Suggestions supplémentaires
Idées SELEX génomiques
Singer BS, Shtatland T, Brown D, Gold L. Nucleic Acids Res 1997 février 1525(4):781-786. Bibliothèques pour SELEX génomique.
et
Gold L, Brown D, He Y, Shtatland T, Singer BS, Wu Y. Proc Natl Acad Sci U S A 1997 Jan 794 (1) : 59-64. Des formes oligonucléotidiques au SELEX génomique : de nouvelles boucles de régulation biologique.

Biologie G4054y. Semaine 13. 20 avril 2000

Discussion des articles lus la semaine dernière :

1. Sélection des séquences d'ARN qui se lient le mieux à la protéine Rev du VIH
Bartel DP, Zapp ML, Green MR, Szostak Cell 1991 novembre 167 (3) : 529-536. La régulation de HIV-1 Rev implique la reconnaissance de paires de bases non Watson-Crick dans l'ARN viral. (Igor Shuryak)

2. Sélection de séquences pouvant catalyser la ligature d'ARN
Ekland EH, Szostak JW, Bartel DP. Science 1995 Jul 21269(5222):364-370 ARN ligases structurellement complexes et hautement actives dérivées de séquences d'ARN aléatoires

3. SELEX in vivo pour l'épissage de séquences amplificatrices
Coulter LR, Landree MA, Cooper TA. Mol Cell Biol 1997 Apr 17:4 2143-50 Identification d'une nouvelle classe d'amplificateurs d'épissage exonique par sélection in vivo.

4. Non affecté à la lecture :
Rawson et al. : Clonage de l'enzyme de clivage du site 1 de la protéine régulatrice des stérols. (Jingshi Shen)

Nouvelles directions en mutagenèse et analyse de mutants

A lire pour la discussion la prochaine fois :

1. Mélange d'ADN
Crameri A, Raillard SA, Bermudez E, Stemmer WP Nature 1998 39:288-91 Le remaniement de l'ADN d'une famille de gènes de diverses espèces accélère l'évolution dirigée. (Adam Meshel)

2. Caractérisation des phénotypes mutants par analyse de puces à ADN
Sudarsanam P, Iyer VR, Brown PO, Winston F. Proc Natl Acad Sci U S A 2000 mars 2897 (7) : 3364-3369. Analyse de l'expression du génome entier de mutants snf/swi de Saccharomyces
cerevisiae. (David Champs)

3. Empreinte génétique.
Laurent LC, Olsen MN, Crowley RA, Savilahti H, Brown PO. Caractérisation fonctionnelle du génome du virus de l'immunodéficience humaine de type 1 par empreinte génétique. J Virol. 2000 mars74(6):2760-9.

Documents connexes supplémentaires :
Cartographie fonctionnelle haute résolution d'un gène cloné par empreinte génétique.
Proc Natl Acad Sci U S A. 1997 février 1894(4):1304-9.

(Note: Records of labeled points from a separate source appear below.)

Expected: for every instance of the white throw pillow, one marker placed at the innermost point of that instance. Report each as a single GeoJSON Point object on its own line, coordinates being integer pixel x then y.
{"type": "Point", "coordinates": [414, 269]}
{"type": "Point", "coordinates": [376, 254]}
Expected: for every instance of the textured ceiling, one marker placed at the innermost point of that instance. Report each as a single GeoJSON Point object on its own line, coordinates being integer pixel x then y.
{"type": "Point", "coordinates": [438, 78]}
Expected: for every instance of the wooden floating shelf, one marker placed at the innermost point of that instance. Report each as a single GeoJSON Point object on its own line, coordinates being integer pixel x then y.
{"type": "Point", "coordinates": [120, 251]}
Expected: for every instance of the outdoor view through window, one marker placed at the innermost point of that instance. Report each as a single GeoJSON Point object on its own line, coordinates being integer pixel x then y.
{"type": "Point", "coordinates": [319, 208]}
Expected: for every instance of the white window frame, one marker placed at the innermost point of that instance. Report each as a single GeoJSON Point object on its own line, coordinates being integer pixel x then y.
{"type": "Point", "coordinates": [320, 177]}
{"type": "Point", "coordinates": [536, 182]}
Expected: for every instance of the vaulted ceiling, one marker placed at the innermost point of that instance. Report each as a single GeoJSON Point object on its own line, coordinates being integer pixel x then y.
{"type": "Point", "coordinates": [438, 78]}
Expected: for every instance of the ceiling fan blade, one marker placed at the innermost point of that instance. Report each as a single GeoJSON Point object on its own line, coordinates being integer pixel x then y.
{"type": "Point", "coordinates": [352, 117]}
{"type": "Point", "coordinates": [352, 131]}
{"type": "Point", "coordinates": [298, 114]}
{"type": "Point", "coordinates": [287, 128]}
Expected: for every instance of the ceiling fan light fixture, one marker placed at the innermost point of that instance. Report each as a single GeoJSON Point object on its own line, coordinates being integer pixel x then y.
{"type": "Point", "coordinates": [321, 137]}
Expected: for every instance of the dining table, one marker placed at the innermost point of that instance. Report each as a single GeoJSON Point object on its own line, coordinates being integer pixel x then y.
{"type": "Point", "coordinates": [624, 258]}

Smith V, Chou KN, Lashkari D, Botstein D, Brown PO. Analyse fonctionnelle des gènes du chromosome V de levure par empreinte génétique.Science. 1996 déc. 20274 (5295) : 2069-74.

Smith V, Botstein D, Brown PO. Empreinte génétique : une stratégie génomique pour déterminer la fonction d'un gène compte tenu de sa séquence. Proc Natl Acad Sci U S A. 1995 juillet 392 (14) : 6479-83.

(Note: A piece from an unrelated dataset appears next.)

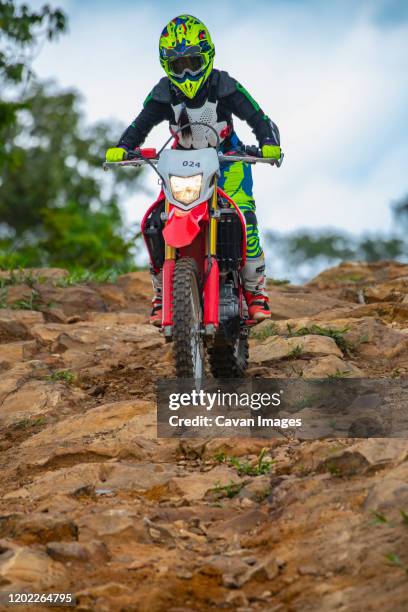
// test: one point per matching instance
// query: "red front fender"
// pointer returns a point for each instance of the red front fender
(184, 225)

Goryshin IY, Miller JA, Kil YV, Lanzov VA, Reznikoff WS. Proc Natl Acad Sci U S A. 1998 95(18): 10716-21. Reconnaissance de cible Tn5/IS50.

Biologie G4054y. Semaine 14. 27 avril 2000

Dernier cours, pas de devoir.

Discussion des papiers assignés la dernière fois.

1. Mélange d'ADN
Crameri A, Raillard SA, Bermudez E, Stemmer WP Nature 1998 39: 288-91 Le remaniement de l'ADN d'une famille de gènes de diverses espèces accélère l'évolution dirigée.- (Adam Meshel)

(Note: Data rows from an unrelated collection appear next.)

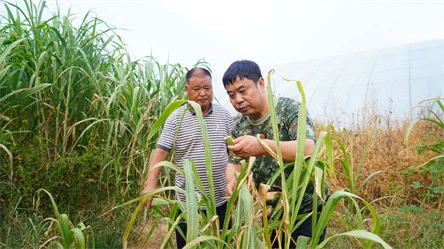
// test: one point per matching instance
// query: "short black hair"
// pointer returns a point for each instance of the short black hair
(199, 72)
(242, 69)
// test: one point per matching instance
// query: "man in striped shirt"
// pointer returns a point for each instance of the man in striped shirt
(182, 133)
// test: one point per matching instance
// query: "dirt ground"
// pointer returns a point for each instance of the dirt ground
(157, 237)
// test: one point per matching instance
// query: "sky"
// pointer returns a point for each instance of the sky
(268, 32)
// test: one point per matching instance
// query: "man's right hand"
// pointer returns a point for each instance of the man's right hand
(231, 186)
(145, 191)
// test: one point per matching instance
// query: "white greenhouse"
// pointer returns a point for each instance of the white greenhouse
(391, 80)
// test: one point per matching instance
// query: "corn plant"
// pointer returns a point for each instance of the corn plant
(67, 235)
(251, 225)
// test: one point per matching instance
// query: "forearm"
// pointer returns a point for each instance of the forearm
(159, 155)
(288, 148)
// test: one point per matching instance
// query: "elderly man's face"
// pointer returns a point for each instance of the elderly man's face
(200, 90)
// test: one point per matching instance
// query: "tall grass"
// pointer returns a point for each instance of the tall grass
(74, 106)
(251, 225)
(79, 118)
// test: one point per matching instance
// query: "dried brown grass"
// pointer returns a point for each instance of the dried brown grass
(386, 151)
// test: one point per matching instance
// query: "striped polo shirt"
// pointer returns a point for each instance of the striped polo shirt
(189, 145)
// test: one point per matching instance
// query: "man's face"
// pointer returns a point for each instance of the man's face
(200, 90)
(247, 98)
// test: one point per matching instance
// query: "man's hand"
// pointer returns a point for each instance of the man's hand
(231, 186)
(246, 146)
(145, 191)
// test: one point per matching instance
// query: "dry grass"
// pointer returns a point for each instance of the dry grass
(386, 151)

2. Caractérisation des phénotypes mutants par analyse de puces à ADN
Sudarsanam P, Iyer VR, Brown PO, Winston F. Proc Natl Acad Sci U S A 2000 mars 2897 (7) : 3364-3369. Analyse de l'expression du génome entier de mutants snf/swi de Saccharomyces cerevisiae.

3. Empreinte génétique.
Laurent LC, Olsen MN, Crowley RA, Savilahti H, Brown PO. Caractérisation fonctionnelle du génome du virus de l'immunodéficience humaine de type 1 par empreinte génétique. J Virol. 2000 mars74(6):2760-9.


Voir la vidéo: Cours Biotechnologies Microbiologie Partie 1: Analyse microbiologique dun produit polymicrobien (Décembre 2022).